Christine, this can also be caused from the fat in the soap.. we almost always superfat our soaps so that they are moisturizing on our skin... Now you laundry soap does not need this, to combat this add a few extra oz of lye to a large batch and make it lye heavy... it will get your clothes cleaner and no orange spots...
Barb


----------



## goat girl (Dec 11, 2007)

it was unscented soap, but Barb's comment on it being superfatted makes sense--but I didn't think I superfatted my soap. But if I add an extra ounce or two of lye, and I touch the laundry soap with my hands, won't it burn---I make about 7 gallons at a time--how much extra lye are you talking about? I am thinking about when I have accidently gotten lye on my skin--ouch! Was wondering also since I put banana in my bar soap --in the beginning with the goatmilk and lye that then I add to my oil---could this have something to do with it?---but I never have had my bar soap go moldy--but maybe the water added to make laundry soap has something to do with it?
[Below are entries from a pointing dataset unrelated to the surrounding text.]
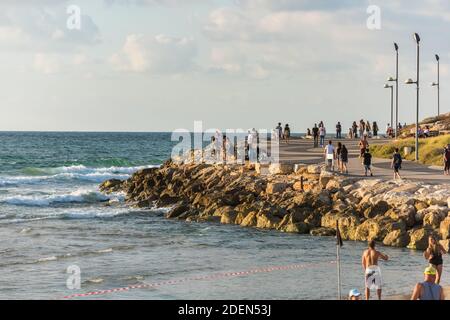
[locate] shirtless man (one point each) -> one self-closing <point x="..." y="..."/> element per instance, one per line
<point x="372" y="271"/>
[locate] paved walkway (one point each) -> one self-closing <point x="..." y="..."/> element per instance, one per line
<point x="303" y="151"/>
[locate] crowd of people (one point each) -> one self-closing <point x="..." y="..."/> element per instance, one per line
<point x="429" y="289"/>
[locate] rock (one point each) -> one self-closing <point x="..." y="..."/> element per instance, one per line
<point x="444" y="228"/>
<point x="324" y="178"/>
<point x="298" y="186"/>
<point x="249" y="220"/>
<point x="111" y="185"/>
<point x="397" y="238"/>
<point x="333" y="186"/>
<point x="228" y="217"/>
<point x="300" y="168"/>
<point x="267" y="221"/>
<point x="433" y="219"/>
<point x="419" y="238"/>
<point x="380" y="208"/>
<point x="219" y="212"/>
<point x="314" y="169"/>
<point x="299" y="227"/>
<point x="177" y="210"/>
<point x="368" y="230"/>
<point x="323" y="232"/>
<point x="446" y="244"/>
<point x="281" y="168"/>
<point x="276" y="187"/>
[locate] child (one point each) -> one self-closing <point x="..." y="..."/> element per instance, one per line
<point x="367" y="162"/>
<point x="396" y="163"/>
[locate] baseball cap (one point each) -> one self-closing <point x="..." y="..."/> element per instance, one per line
<point x="430" y="271"/>
<point x="354" y="293"/>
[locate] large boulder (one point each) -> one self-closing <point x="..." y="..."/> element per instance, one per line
<point x="444" y="228"/>
<point x="265" y="220"/>
<point x="323" y="232"/>
<point x="379" y="208"/>
<point x="177" y="210"/>
<point x="314" y="169"/>
<point x="397" y="238"/>
<point x="299" y="227"/>
<point x="250" y="220"/>
<point x="281" y="168"/>
<point x="228" y="217"/>
<point x="276" y="187"/>
<point x="419" y="238"/>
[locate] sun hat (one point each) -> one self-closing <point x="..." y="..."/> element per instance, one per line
<point x="431" y="271"/>
<point x="354" y="293"/>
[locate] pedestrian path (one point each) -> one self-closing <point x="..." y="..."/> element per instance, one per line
<point x="302" y="151"/>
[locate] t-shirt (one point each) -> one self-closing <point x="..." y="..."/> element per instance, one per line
<point x="367" y="159"/>
<point x="329" y="149"/>
<point x="397" y="159"/>
<point x="315" y="131"/>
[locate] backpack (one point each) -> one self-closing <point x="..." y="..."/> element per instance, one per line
<point x="397" y="159"/>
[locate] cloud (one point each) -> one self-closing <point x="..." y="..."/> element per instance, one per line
<point x="43" y="25"/>
<point x="160" y="54"/>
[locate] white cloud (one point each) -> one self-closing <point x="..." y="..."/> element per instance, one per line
<point x="159" y="54"/>
<point x="47" y="63"/>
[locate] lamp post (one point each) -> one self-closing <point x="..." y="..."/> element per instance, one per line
<point x="386" y="86"/>
<point x="436" y="84"/>
<point x="417" y="82"/>
<point x="396" y="89"/>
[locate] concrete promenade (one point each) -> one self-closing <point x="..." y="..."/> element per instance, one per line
<point x="303" y="151"/>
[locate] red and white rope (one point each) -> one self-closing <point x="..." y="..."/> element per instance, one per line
<point x="207" y="277"/>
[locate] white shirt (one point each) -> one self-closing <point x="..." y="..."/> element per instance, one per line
<point x="329" y="149"/>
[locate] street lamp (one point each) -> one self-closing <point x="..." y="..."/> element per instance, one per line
<point x="391" y="79"/>
<point x="386" y="86"/>
<point x="436" y="84"/>
<point x="417" y="82"/>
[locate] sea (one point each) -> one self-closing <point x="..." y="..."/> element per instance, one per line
<point x="61" y="238"/>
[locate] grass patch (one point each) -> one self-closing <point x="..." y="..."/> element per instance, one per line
<point x="431" y="150"/>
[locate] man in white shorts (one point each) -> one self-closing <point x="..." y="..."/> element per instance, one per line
<point x="329" y="155"/>
<point x="372" y="270"/>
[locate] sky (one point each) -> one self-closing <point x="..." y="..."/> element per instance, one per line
<point x="160" y="65"/>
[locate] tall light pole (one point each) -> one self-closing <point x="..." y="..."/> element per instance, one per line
<point x="436" y="84"/>
<point x="386" y="86"/>
<point x="417" y="82"/>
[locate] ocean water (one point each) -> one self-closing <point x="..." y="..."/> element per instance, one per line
<point x="53" y="217"/>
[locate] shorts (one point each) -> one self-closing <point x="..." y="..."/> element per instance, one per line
<point x="373" y="278"/>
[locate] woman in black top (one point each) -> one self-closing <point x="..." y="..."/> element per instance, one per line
<point x="434" y="256"/>
<point x="344" y="159"/>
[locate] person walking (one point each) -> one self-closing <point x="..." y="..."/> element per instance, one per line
<point x="447" y="160"/>
<point x="434" y="254"/>
<point x="279" y="128"/>
<point x="428" y="289"/>
<point x="322" y="134"/>
<point x="316" y="135"/>
<point x="355" y="130"/>
<point x="363" y="145"/>
<point x="396" y="164"/>
<point x="375" y="129"/>
<point x="367" y="162"/>
<point x="344" y="159"/>
<point x="372" y="271"/>
<point x="287" y="133"/>
<point x="329" y="156"/>
<point x="338" y="156"/>
<point x="338" y="130"/>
What do you think?


----------



## Guest (May 15, 2010)

No it won't burn your hands.. it will make your skin rough like dipping in bleach... it just takes all the superfat oout and if its goat milk soap the fat in the milk contibutes to the superfat... Mix your lye with water first when making your laundry soap, it mixes in easier... I use about 2 oz in a five gallon pail..
Barb


----------



## goat girl (Dec 11, 2007)

Thanks so much! :biggrin That's an easy fix!
Christine


----------



## hsmomof4 (Oct 31, 2008)

If you run your recipe through the lye calculator, you can set the superfat to 0%...see how much different that is from how much lye that you are currently using.


----------